If it was not for the going astray of that letter, I might have made more positive
calculations, as I had calculated to rent part of my farm and the shares of the crop this season. This month and the next is the usual time of renting. I will not rent or hire to the last moment till I hear from you and see if it be possible you could get here by the commencement of the farming season, which would be me first or latter part of March at farthest. I have all the land under cultivation. You and I both could cultivate, and you unused to the manner of farming in this country could not take hold of a strange place the first season. And your family being large would be a drain on your principle which must be economized until you can invest. It must be arranged that your income the first season will be self-sustaining. To invest at first sight, it might be imprudent I cannot see the propriety of your remaining longer there under the circumstances. To remain I could not expect to add much to your present circumstance. Your children would be advancing in years and your children would be becoming more restive. The younger that are launched on the manners and habits of this country under parents eye the more sure their race with their competitors for a competency and the less risk of a division of the family. That you will have a feeling of regret betimes I have no doubt. This country or any other is not a bed or roses. Self experience has fully taught me, owing some to my own I suppose fretful disposition, although I have no right to be unthankful.

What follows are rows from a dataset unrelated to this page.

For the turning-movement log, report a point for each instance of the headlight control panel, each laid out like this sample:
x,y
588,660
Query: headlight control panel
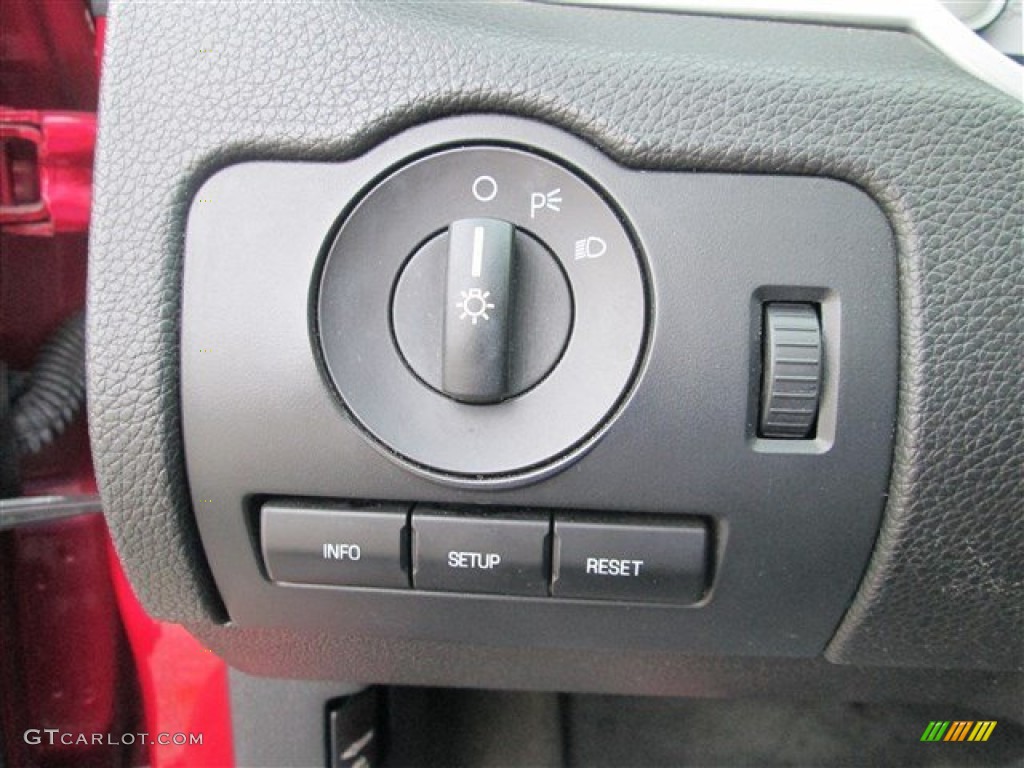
x,y
485,384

Dear Brother, be assured, what I can give you by assistance, by advice or
otherwise won't be withheld. It was die desire of dear Father, and enters largely into my own disposition, to have union of action between us brothers. Poor, Mick, I
think, was and still is the kindest of brothers, but the peculiar disposition of his family precluded a union of action which would have been better for us both. As
for poor Patt, his stability of character failed him. Write a week after you send the first so that one may arrive.